French artists and entrepreneurs share common enemy: Francois Hollande
PARIS — What do an entrepreneur and a successful artist have in common? In France, these days, a lot.
Indeed, in several businesses as well as in artistic and ‘chic’ Parisian clubs, the common enemy for both sides is named François Hollande. At a time when everybody in France must do their “fair effort” to put the harshest budget in 30 years on a better track, as the France’s Socialist President announced in May, the ones who earn the most become, logically, the biggest contributors to this endeavor. He was referring to France’s new 75 percent margin tax on earnings of one million euros a year or more, which takes effect on January 1 and will apply for the next two years. Along with this tax, there is a rise in the capital gains taxes.
Consequently, French actors or singers are announcing openly they will move out of the country and change their citizenship to avoid this tax. On this front, the breakout came had to come from the strongest ‘Gaulois’, the world-famous actor Gérard Depardieu who refuse to be seized “85 percent of his income this year” –as he wrote in a public letter to the Prime Minister -, and is fleeing to Néchin village on the other side of the Belgian border. Before Depardieu, his friend Christian Clavier, another star of the French cinema, left the Gallic village for London three months ago.
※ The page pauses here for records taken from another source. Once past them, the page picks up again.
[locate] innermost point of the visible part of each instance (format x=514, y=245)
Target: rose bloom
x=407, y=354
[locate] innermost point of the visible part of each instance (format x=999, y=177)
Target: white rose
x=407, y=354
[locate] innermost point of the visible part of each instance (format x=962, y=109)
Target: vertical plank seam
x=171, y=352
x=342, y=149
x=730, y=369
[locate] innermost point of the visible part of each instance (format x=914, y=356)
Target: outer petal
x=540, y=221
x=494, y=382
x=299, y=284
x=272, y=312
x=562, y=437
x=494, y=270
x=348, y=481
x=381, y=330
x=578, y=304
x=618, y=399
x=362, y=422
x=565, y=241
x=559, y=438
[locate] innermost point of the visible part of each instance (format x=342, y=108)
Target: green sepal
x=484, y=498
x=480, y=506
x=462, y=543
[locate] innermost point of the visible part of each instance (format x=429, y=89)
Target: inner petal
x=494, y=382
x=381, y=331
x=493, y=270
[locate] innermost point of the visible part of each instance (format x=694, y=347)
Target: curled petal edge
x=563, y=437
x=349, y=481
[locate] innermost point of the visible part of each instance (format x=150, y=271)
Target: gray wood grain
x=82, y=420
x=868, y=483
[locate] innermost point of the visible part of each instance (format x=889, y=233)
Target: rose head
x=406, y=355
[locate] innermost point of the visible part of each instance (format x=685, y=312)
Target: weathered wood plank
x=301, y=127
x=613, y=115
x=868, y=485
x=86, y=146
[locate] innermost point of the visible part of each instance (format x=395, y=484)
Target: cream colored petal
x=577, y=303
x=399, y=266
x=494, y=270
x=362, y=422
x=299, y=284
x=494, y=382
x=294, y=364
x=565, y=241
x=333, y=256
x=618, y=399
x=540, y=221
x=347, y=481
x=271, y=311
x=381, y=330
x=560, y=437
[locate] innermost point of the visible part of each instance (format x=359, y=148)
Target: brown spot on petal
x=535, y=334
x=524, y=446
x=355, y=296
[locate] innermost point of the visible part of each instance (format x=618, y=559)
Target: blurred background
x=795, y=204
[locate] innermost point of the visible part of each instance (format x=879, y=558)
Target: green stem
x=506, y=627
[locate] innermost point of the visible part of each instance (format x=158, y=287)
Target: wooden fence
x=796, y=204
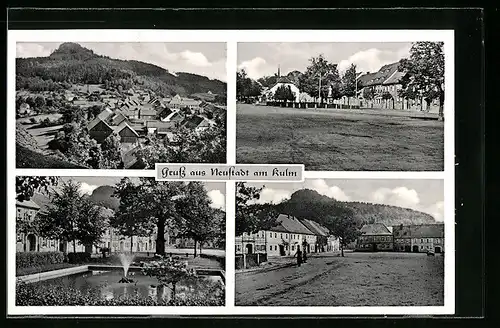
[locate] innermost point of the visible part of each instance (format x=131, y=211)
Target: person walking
x=299, y=256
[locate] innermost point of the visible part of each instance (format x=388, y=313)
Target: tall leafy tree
x=349, y=82
x=425, y=70
x=129, y=220
x=320, y=68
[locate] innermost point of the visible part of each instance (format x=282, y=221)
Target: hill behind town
x=73, y=64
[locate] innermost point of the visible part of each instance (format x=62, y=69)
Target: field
x=359, y=279
x=340, y=140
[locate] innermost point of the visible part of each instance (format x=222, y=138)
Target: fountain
x=125, y=260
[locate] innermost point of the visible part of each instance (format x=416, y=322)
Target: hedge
x=80, y=257
x=55, y=295
x=33, y=259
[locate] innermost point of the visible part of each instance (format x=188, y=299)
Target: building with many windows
x=29, y=241
x=375, y=237
x=419, y=238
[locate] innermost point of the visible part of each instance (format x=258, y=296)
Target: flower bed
x=53, y=295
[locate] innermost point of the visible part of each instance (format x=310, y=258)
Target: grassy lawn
x=339, y=140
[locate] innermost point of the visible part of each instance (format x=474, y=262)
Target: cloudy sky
x=216, y=190
x=207, y=59
x=260, y=59
x=422, y=195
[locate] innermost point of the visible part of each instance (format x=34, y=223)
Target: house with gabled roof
x=375, y=237
x=98, y=128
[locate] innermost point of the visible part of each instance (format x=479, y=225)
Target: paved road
x=359, y=279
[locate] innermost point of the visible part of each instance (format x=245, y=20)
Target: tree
x=284, y=93
x=349, y=82
x=320, y=67
x=128, y=219
x=26, y=186
x=169, y=271
x=195, y=218
x=425, y=70
x=268, y=81
x=71, y=217
x=250, y=216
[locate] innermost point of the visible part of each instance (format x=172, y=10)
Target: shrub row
x=33, y=259
x=80, y=257
x=55, y=295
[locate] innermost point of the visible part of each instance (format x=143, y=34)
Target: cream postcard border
x=231, y=38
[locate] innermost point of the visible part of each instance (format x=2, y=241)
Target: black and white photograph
x=115, y=241
x=342, y=106
x=119, y=105
x=340, y=243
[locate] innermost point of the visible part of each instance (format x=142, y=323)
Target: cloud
x=400, y=196
x=86, y=188
x=273, y=196
x=371, y=60
x=324, y=189
x=436, y=210
x=255, y=67
x=218, y=198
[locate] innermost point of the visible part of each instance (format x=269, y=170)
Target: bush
x=55, y=295
x=33, y=259
x=80, y=257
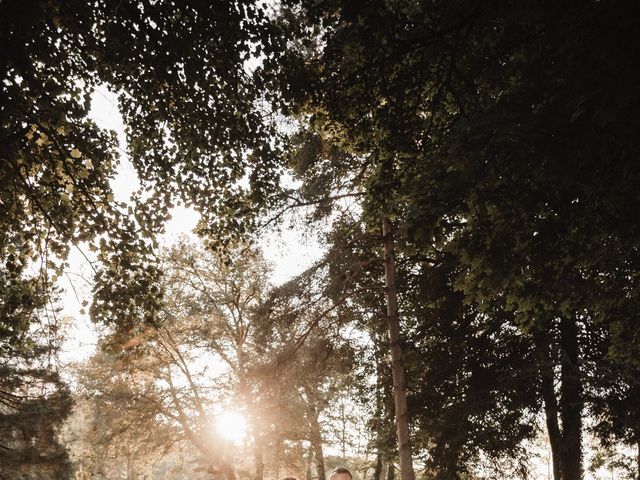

Depardieu’s anger, recently characterized as “selfish” by a member of the French parliament, echoes another lament. It comes from rich and creative people such as some business “angels” of the web economy and successful CEOs of young start up companies. Less visible than entertainers, they have had to create a brand for themselves: “Les Pigeons,” which serves as a password on the web.
Since “Les Pigeons” was launched in October, nearly 50,000 such “birds” have flocked to to it through Facebook. To a person, they feel scammed because of the increase of capital gains taxes on equity sales (around 40 percent or 60 percent, depending of established criteria). After putting their digital weapons in silent thanks to a fragile armistice with the Finance Ministry, which made some “adjustments” such as minor tax-exemptions, they intend to relaunch their on-line offensive in January.
“Every day I hear an entrepreneur leaving France to Belgium or to the UK”, says Jean-David Chamboredon, the spokesman of the Pigeons. Indeed, the examples are numerous: Lindsay Owen Jones, previous CEO of l’Oréal, Alain Afflelou, a high end businessman in optic industry or Paul-Loup Sulitzer, writer and consultant, come to mind.
Chamboredon, who is also an investor in digital start-up companies and one of the founders of “Les Pigeons,” told the Financial Times last week: “I want to stay in France and I will continue to fight for a tax regime to make that possible.”
But, he quickly added, “My forecast is that investment by business angels may well decrease by a third or maybe a half in 2013. There will be hundreds of startups that will die or will not get off the ground.”
But the exodus, as the FT reported, goes on, with Jean-Gil Boitouzet of the on-line brokerage Bourse Direct, basing his new venture in Brussels January 1.
In their new nation, both sides, artists and entrepreneurs may finally agree : “making money is art”, as Andy Warhol discovered in his New York studio.